Treasury of Great Fishing Stories, gathered by best-selling nature writer Roger Caras, these classic and little known works of literature celebrate fishing as art craft, and quasi-religious pursuit. From the early morning solicitude of a lone fly-fisherman in a trout stream to the heart-pounding sea battle for a seven-hundred-pound tuna, these tales encompass the wide range of locales and experiences that make up the fisherman's world.
Salmon, swordfish, the hammerhead shark, a terrifying green moray, catfish, the tough little jack, and everywhere - from ancient British streams to secluded American rivers - the trout. They are all here, pursued, observed, revered and remembered in a distinguished array of literary styles.
The Big Two Hearted River by Ernest Hemingway explores the simple yet immense pleasures of the solitary trout fisherman encamped near a fast-running stream. In Nova Scozia Tuna by Zane Grey, the hits, misses, and ultimate elation of bringing in a tuna with a back like a horse transports the reader to rugged Atlantic waters.

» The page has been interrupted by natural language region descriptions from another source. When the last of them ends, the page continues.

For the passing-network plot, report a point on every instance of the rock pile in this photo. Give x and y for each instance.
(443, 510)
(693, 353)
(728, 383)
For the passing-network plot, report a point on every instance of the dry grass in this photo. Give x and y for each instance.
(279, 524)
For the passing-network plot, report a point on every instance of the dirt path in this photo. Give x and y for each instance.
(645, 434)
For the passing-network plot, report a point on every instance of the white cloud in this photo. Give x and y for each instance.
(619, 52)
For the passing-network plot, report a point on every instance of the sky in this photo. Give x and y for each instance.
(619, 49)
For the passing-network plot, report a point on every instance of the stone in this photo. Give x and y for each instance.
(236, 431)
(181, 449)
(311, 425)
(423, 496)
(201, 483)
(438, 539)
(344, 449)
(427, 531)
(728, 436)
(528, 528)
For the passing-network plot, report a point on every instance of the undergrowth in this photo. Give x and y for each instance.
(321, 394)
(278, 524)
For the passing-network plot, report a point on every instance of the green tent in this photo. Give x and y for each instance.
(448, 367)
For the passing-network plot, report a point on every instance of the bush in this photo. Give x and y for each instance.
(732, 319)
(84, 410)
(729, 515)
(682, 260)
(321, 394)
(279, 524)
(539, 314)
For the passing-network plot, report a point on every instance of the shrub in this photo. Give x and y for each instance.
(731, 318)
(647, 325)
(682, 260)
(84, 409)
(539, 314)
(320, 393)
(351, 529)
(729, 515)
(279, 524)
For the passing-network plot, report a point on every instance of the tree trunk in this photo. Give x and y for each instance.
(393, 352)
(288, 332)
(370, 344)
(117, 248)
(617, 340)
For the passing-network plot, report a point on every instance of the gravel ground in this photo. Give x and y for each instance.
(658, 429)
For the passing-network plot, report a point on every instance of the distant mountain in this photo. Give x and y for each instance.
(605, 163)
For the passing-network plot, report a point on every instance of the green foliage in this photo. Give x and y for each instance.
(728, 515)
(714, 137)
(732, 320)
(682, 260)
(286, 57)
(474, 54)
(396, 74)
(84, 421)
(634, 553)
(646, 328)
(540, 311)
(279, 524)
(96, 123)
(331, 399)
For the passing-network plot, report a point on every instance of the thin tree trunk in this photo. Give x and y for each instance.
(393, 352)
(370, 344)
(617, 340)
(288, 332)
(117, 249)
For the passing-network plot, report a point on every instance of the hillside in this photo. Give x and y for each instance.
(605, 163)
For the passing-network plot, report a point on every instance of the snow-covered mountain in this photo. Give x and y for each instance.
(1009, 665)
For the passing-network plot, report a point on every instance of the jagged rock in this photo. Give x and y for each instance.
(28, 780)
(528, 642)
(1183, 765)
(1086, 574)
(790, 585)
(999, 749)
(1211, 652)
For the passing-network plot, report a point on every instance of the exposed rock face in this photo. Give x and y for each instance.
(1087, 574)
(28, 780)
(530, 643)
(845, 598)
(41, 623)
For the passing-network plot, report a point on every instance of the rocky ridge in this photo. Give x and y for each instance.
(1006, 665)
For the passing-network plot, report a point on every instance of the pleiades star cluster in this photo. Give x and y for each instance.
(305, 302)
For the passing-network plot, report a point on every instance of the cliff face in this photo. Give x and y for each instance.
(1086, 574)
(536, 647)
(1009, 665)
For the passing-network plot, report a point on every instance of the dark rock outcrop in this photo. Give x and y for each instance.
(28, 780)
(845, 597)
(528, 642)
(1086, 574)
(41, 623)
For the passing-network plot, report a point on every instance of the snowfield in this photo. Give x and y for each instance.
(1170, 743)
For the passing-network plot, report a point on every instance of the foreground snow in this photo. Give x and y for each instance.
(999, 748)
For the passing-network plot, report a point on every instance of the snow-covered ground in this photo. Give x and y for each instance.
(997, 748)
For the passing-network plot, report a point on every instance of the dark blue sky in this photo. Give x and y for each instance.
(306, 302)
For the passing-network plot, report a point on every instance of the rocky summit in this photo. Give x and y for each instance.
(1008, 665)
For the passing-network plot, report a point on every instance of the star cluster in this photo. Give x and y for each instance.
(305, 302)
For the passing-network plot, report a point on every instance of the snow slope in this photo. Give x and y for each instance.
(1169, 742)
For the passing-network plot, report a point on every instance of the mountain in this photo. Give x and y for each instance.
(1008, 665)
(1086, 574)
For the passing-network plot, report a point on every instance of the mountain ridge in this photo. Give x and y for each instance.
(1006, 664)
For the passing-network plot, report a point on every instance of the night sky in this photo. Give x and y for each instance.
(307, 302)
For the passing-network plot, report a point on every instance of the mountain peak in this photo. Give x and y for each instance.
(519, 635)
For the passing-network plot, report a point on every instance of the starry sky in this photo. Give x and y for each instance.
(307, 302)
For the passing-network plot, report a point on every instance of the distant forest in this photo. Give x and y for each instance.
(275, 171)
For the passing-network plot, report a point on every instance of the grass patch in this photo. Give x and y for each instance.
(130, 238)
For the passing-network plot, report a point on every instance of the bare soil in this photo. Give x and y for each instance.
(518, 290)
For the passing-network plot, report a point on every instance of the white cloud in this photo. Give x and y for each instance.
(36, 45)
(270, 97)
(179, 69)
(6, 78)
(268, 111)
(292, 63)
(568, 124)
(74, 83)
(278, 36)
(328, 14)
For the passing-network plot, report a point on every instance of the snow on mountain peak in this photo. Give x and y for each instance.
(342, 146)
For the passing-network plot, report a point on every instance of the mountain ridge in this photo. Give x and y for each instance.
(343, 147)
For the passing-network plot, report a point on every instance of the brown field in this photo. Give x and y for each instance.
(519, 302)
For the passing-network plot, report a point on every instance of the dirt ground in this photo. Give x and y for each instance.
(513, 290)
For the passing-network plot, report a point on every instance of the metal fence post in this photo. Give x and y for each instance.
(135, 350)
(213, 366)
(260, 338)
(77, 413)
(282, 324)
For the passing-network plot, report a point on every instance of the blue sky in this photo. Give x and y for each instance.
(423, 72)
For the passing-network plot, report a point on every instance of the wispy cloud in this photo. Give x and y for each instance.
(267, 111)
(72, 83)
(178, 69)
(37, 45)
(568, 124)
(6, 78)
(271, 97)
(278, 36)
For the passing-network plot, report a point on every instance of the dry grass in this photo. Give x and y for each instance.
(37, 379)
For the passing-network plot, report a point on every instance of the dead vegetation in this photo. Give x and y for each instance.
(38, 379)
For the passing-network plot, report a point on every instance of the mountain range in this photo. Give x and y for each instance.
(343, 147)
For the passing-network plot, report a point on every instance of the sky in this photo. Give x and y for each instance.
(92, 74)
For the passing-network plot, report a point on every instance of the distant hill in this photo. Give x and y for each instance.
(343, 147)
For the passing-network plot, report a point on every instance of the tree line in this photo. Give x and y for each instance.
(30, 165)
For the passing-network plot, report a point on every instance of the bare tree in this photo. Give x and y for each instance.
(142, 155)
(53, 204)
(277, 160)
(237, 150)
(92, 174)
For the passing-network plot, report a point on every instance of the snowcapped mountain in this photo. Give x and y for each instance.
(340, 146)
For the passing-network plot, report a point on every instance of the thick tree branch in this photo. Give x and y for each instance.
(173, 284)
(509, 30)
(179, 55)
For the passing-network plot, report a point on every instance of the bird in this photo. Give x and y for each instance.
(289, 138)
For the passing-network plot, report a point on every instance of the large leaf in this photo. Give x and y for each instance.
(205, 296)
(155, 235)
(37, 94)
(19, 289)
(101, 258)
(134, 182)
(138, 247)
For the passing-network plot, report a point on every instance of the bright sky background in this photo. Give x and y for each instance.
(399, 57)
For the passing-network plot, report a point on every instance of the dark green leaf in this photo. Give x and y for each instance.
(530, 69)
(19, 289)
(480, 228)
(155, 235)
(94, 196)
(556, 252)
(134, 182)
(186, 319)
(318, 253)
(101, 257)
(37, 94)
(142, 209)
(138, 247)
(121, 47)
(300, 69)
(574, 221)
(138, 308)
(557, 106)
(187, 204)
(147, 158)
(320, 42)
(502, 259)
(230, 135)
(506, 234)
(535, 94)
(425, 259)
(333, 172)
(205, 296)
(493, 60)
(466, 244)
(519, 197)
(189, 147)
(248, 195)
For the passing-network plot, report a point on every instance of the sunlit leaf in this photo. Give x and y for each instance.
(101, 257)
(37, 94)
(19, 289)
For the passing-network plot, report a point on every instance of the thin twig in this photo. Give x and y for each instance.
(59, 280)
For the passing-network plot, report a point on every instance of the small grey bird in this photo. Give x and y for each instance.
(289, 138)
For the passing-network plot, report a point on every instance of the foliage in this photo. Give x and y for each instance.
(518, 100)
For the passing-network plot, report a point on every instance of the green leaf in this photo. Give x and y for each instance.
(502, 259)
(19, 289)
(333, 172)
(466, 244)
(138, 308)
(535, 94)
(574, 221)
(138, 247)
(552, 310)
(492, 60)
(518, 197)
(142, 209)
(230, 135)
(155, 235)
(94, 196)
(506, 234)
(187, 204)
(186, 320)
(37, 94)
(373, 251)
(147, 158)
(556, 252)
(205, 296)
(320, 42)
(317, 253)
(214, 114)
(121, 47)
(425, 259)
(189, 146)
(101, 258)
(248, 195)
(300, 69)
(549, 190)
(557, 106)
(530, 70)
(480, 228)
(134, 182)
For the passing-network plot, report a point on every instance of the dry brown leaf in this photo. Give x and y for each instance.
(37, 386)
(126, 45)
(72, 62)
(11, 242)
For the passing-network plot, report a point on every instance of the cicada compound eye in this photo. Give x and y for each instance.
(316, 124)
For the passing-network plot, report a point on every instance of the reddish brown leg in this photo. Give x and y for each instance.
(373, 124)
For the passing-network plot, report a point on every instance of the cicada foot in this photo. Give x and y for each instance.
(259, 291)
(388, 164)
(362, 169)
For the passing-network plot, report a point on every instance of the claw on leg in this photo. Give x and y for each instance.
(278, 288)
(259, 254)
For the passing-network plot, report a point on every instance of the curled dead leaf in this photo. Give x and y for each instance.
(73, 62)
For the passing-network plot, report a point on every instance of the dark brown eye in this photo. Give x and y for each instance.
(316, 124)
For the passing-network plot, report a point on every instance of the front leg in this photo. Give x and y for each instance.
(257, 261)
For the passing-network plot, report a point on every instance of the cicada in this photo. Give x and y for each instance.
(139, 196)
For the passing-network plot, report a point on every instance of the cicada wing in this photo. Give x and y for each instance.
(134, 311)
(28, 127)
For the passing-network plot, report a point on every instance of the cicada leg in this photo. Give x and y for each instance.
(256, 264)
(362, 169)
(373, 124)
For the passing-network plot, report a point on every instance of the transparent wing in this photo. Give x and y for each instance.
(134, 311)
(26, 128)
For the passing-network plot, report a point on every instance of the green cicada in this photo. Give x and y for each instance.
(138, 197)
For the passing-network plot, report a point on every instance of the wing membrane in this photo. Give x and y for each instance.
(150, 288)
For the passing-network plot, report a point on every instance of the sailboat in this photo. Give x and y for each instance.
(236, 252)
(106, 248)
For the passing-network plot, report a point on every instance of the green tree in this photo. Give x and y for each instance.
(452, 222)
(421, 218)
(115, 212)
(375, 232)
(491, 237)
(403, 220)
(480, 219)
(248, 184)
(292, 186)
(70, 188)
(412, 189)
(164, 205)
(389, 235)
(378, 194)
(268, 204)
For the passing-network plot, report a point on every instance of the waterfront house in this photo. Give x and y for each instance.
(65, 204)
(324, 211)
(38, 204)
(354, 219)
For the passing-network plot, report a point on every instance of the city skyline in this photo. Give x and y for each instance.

Daniela Webster and the Sea Serpent is the rollicking, hilarious tale of a pesky female serpent who finds the infamous barrister to be quite a handsome man, and embroils him in the fish story of his life. And one can almost smell the sulphurous air in The Strangest Trout Stream on Earth by Ernest Schwiebert, in which he describes the Firehole River in Yellowstone Park warmed by boiling springs and geysers that could cook trout alive. These and many more gems of short fiction and the nature essay are combined to pay an exquisite and entertaining tribute to those who know fishing is about more than frying fish.